This book has been sitting on my shelf for years--more than a decade. I finally pulled it down earlier this year, feeling very studious and scholarly, and wanting to know more about the Brontes. It felt like what my friend Kristin would call a "spinach read"--something educational and good for me, but not necessarily very enjoyable. Something I could feel learned and smug about having read, if I finished it.
Scholarly, schmolarly. This is just a ripping good read. As in, hard to put down at times. Most of the letters here are from Charlotte. She was, after all, the longest living of the Bronte children, and the most socially outward. And, as it turns out, she was a kickass correspondent. Oh, to have been on the receiving end of her letters! We are fortunate indeed that one of her closest friends and frequent correspondents, Ellen Nussey, made a promise she had no intention of keeping: After their marriage, Charlotte's husband demanded that Charlotte's friends burn all her letters so as to leave no trace that could be interpreted as impropriety. Friend Mary Taylor apparently kept that promise, and there are few letters surviving to her. But Nussey did keep the letters, and they comprise a big chunk of the book. It's a shame we don't have all of the letters to Taylor, as apparently Charlotte was more forthcoming about her literary ambitions to her than she was to Nussey. It can't be helped, but let's just be thankful for what we do have.

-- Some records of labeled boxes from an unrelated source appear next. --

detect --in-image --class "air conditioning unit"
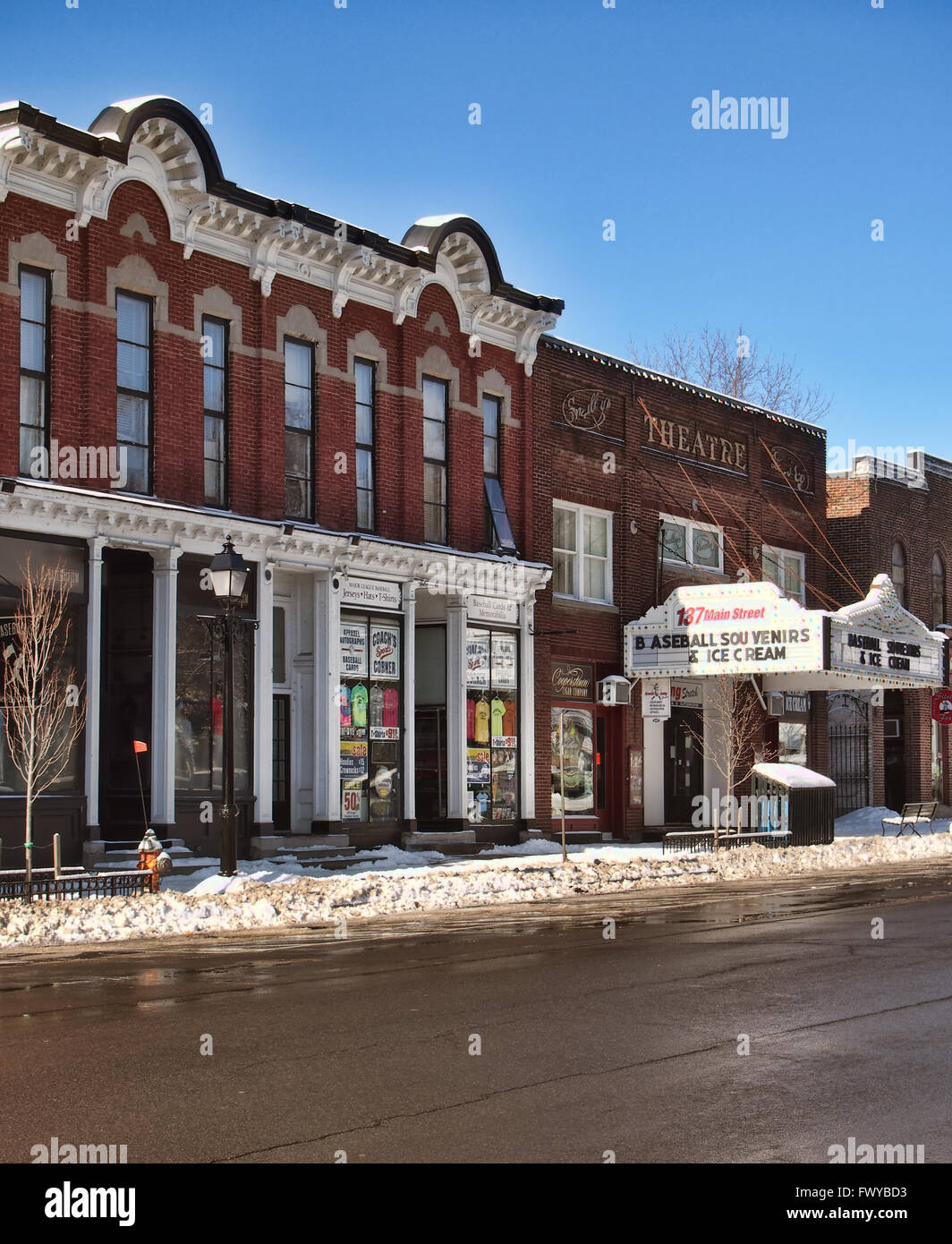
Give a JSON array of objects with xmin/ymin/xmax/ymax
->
[{"xmin": 599, "ymin": 674, "xmax": 631, "ymax": 704}]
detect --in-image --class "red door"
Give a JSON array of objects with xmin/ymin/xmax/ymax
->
[{"xmin": 595, "ymin": 707, "xmax": 625, "ymax": 839}]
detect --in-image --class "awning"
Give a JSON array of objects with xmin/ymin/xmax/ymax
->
[{"xmin": 625, "ymin": 575, "xmax": 948, "ymax": 692}]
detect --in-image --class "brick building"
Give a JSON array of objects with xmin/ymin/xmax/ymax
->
[
  {"xmin": 0, "ymin": 98, "xmax": 563, "ymax": 862},
  {"xmin": 827, "ymin": 452, "xmax": 952, "ymax": 810},
  {"xmin": 532, "ymin": 335, "xmax": 828, "ymax": 839}
]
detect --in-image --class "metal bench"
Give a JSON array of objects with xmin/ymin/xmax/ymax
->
[
  {"xmin": 661, "ymin": 830, "xmax": 790, "ymax": 855},
  {"xmin": 882, "ymin": 798, "xmax": 939, "ymax": 839}
]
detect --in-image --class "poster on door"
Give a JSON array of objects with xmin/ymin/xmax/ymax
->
[
  {"xmin": 341, "ymin": 785, "xmax": 361, "ymax": 821},
  {"xmin": 370, "ymin": 626, "xmax": 399, "ymax": 680}
]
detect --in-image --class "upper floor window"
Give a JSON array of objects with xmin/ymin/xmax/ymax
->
[
  {"xmin": 659, "ymin": 514, "xmax": 724, "ymax": 571},
  {"xmin": 932, "ymin": 552, "xmax": 946, "ymax": 631},
  {"xmin": 553, "ymin": 501, "xmax": 612, "ymax": 605},
  {"xmin": 201, "ymin": 316, "xmax": 228, "ymax": 509},
  {"xmin": 483, "ymin": 393, "xmax": 518, "ymax": 554},
  {"xmin": 353, "ymin": 358, "xmax": 375, "ymax": 532},
  {"xmin": 761, "ymin": 545, "xmax": 806, "ymax": 605},
  {"xmin": 423, "ymin": 376, "xmax": 449, "ymax": 545},
  {"xmin": 892, "ymin": 540, "xmax": 906, "ymax": 607},
  {"xmin": 115, "ymin": 293, "xmax": 152, "ymax": 492},
  {"xmin": 20, "ymin": 268, "xmax": 50, "ymax": 479},
  {"xmin": 284, "ymin": 338, "xmax": 313, "ymax": 523}
]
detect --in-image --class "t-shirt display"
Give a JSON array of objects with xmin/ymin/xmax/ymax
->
[
  {"xmin": 340, "ymin": 613, "xmax": 402, "ymax": 821},
  {"xmin": 465, "ymin": 627, "xmax": 519, "ymax": 825}
]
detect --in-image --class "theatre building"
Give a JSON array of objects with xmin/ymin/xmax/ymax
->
[
  {"xmin": 827, "ymin": 450, "xmax": 952, "ymax": 810},
  {"xmin": 532, "ymin": 335, "xmax": 836, "ymax": 839},
  {"xmin": 0, "ymin": 98, "xmax": 561, "ymax": 864}
]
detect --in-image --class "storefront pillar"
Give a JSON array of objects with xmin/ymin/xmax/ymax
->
[
  {"xmin": 519, "ymin": 596, "xmax": 535, "ymax": 825},
  {"xmin": 150, "ymin": 549, "xmax": 181, "ymax": 837},
  {"xmin": 86, "ymin": 536, "xmax": 106, "ymax": 837},
  {"xmin": 254, "ymin": 561, "xmax": 274, "ymax": 836},
  {"xmin": 311, "ymin": 574, "xmax": 341, "ymax": 833},
  {"xmin": 402, "ymin": 583, "xmax": 417, "ymax": 833},
  {"xmin": 446, "ymin": 597, "xmax": 469, "ymax": 830}
]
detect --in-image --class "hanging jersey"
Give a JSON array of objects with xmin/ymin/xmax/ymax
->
[
  {"xmin": 370, "ymin": 686, "xmax": 383, "ymax": 725},
  {"xmin": 351, "ymin": 683, "xmax": 367, "ymax": 730},
  {"xmin": 383, "ymin": 686, "xmax": 399, "ymax": 729},
  {"xmin": 473, "ymin": 701, "xmax": 489, "ymax": 743}
]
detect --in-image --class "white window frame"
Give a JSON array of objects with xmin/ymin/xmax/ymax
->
[
  {"xmin": 659, "ymin": 514, "xmax": 724, "ymax": 575},
  {"xmin": 553, "ymin": 498, "xmax": 615, "ymax": 605},
  {"xmin": 761, "ymin": 545, "xmax": 806, "ymax": 605}
]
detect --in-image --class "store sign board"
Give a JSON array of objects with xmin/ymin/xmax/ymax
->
[
  {"xmin": 467, "ymin": 596, "xmax": 519, "ymax": 626},
  {"xmin": 341, "ymin": 622, "xmax": 367, "ymax": 678},
  {"xmin": 671, "ymin": 678, "xmax": 704, "ymax": 708},
  {"xmin": 641, "ymin": 678, "xmax": 671, "ymax": 721},
  {"xmin": 341, "ymin": 578, "xmax": 402, "ymax": 609},
  {"xmin": 830, "ymin": 626, "xmax": 943, "ymax": 686},
  {"xmin": 830, "ymin": 575, "xmax": 946, "ymax": 686},
  {"xmin": 370, "ymin": 626, "xmax": 399, "ymax": 680},
  {"xmin": 551, "ymin": 660, "xmax": 595, "ymax": 704},
  {"xmin": 625, "ymin": 584, "xmax": 824, "ymax": 678}
]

And what we do have is the story of the very close Bronte family, their efforts to earn a living in the hardscrabble town of Haworth, the travels they undertook to find a living, the disastrous consequences of that living on Branwell and the tragic deaths of Branwell, Emily, and Anne, all within just a few months of one another. Charlotte's anguish in the letters after those deaths is palpable, as in this one, written shortly after Branwell and Emily had died and while it was becoming clear that Anne was gravely ill:
"My letters had better be brief at present--they cannot be cheerful. I am however still sustained, and still, while looking with dismay on the desolation sickness and death have wrought in our home I can combine with awe of God's judgements a sense of gratitude for his mercies. Yet life has become very void, and hope has proved a strange traitor: when I shall again be able to put confidence in her suggestions, I know not; she kept whispering that Emily would not--could not die--and where is she now? Out of my reach,--out of my world, torn from me."
Haworth is nearly unbearable in its silence and memories, but she is steadfast in her determination to remain with her father.
But then there's the long-suffering curate, Arthur Bell Nichols, whose love for Charlotte is spurned at first, not just by Charlotte, but by her father and several of her friends. The amount of interference that went into this dragged-out courtship is staggering. But in the end, he won her hand; in the letters dated between their wedding and her becoming pregnant, which proved deadly to her, you can see her fondness and respect for him growing into something deeper. And then...
There are far fewer letters from Emily and Anne, although a diary page from Emily speaks volumes about her:
"I am quite contented for myself--not as idle as formerly, altogether as hearty and having learnt to make the most of the present and hope for the future with less fidgetiness that I cannot do all that I wish--seldom or ever troubled with nothing to do and merely desiring that every body could be as comfortable as myself and as undesponding and then we should have a very tolerable world of it--"
A lovely, lovely read, and it's clearly time for me to return to some of these great novels.